Ratafià: Making and drinking sweet ratafià is another age-old Abruzzo country tradition that’s recently surged in popularity. Recipes for Ratafià change according to village and family. Made with sour cherries and local Montepulciano wine, its intense redness reflects both.
Nocino: Nocino is a traditional northern Italian liqueur made from unripe walnuts. The green fruit is harvested on June 24 (the feast of San Giovanni) and usually ready for drinking by Christmas. Sticky dark brown, aromatic and bittersweet, the best Nocino is usually homemade. Family recipes can add cloves or cinnamon, which is why nothing beats the homemade stuff.
Mirto: Mirto is a dark herbal digestive common in its birthplace of Sardinia. It’s made with myrtle berries (they grow wild on the island) and tastes like a resinous combination of gin and Fernet-Branca, a commercial brand of amaro. Making it involves infusing crushed ripe myrtle berries with alcohol that’s sweetened with sugar or honey.
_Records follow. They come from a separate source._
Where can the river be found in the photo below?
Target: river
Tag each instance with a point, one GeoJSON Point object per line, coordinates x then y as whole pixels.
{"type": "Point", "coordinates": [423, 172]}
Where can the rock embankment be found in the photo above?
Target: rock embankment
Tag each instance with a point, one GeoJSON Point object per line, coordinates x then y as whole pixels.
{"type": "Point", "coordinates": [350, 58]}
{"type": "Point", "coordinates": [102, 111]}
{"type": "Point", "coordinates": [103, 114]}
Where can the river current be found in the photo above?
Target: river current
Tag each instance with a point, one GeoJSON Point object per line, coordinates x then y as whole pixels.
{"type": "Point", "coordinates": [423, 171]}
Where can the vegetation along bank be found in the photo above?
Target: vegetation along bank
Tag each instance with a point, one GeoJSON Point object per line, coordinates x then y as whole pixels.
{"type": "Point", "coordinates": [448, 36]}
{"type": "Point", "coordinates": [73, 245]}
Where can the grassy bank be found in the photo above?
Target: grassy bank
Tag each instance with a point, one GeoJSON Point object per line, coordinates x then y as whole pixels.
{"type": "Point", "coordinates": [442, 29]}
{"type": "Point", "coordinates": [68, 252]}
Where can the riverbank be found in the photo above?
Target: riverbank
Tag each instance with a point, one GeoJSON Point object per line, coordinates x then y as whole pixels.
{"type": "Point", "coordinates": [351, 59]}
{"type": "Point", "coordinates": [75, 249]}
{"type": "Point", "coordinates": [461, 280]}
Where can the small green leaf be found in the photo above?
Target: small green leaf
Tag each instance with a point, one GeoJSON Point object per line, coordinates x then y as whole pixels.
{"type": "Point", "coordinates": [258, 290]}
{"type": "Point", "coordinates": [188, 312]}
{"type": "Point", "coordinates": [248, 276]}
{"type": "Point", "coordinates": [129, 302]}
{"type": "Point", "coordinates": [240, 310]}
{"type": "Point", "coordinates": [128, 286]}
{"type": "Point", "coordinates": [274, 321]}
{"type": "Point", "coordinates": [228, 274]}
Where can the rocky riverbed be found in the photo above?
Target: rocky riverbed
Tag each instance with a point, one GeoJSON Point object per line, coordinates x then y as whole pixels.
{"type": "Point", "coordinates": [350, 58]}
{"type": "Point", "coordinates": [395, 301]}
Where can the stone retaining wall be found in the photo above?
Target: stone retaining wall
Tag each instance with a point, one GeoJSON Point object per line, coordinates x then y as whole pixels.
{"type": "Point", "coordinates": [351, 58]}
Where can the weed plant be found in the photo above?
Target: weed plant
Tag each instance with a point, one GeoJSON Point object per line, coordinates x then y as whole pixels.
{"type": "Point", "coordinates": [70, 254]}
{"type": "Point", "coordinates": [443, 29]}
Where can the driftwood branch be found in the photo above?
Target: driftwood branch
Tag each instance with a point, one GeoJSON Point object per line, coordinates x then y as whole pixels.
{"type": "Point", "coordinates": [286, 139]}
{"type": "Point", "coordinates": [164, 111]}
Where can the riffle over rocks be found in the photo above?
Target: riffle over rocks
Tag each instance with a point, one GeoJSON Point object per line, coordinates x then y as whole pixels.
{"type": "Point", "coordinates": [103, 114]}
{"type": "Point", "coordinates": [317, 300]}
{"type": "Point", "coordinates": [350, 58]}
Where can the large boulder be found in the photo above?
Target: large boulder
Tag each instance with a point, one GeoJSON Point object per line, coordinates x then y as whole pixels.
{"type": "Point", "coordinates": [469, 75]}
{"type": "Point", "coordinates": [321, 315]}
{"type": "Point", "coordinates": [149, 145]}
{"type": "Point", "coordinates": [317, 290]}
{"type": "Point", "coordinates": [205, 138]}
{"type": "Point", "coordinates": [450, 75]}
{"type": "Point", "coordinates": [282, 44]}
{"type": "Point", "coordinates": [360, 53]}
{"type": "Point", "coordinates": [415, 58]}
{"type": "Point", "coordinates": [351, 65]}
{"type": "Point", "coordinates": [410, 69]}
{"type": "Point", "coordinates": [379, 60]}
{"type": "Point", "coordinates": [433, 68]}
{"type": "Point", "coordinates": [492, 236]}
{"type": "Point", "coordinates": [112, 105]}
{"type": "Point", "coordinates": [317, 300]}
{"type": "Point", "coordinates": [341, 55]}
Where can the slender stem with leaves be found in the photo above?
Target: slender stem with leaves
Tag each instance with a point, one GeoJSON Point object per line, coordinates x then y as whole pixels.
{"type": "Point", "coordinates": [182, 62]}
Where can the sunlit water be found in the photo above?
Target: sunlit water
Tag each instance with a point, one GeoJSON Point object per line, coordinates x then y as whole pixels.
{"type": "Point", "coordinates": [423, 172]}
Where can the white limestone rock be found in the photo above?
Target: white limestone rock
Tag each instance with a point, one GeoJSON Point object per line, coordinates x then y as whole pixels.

Liquirizia: Made by steeping Calabrian licorice roots in alcohol with sugar, liquirizia is a thirst-quencher, a breath-freshener and a digestive. Versatile, it can be served pure and chilled in small shot glasses or used as a topping dribbled over lemon gelato or sorbet.
Rosolio: Popular in Sicily, where it’s been prepared since the 16th century, pink Rosolio was served to houseguests as a sign of respect and courtesy. The cordial was originally made from rose petals steeped in a spiced water-based syrup and then strained before serving. Over time, rosolio became an alcoholic drink with a predominantly citrus flavor over the original rose base.
When in Italy, wine isn’t the only solution. Put your sodas down and look around you.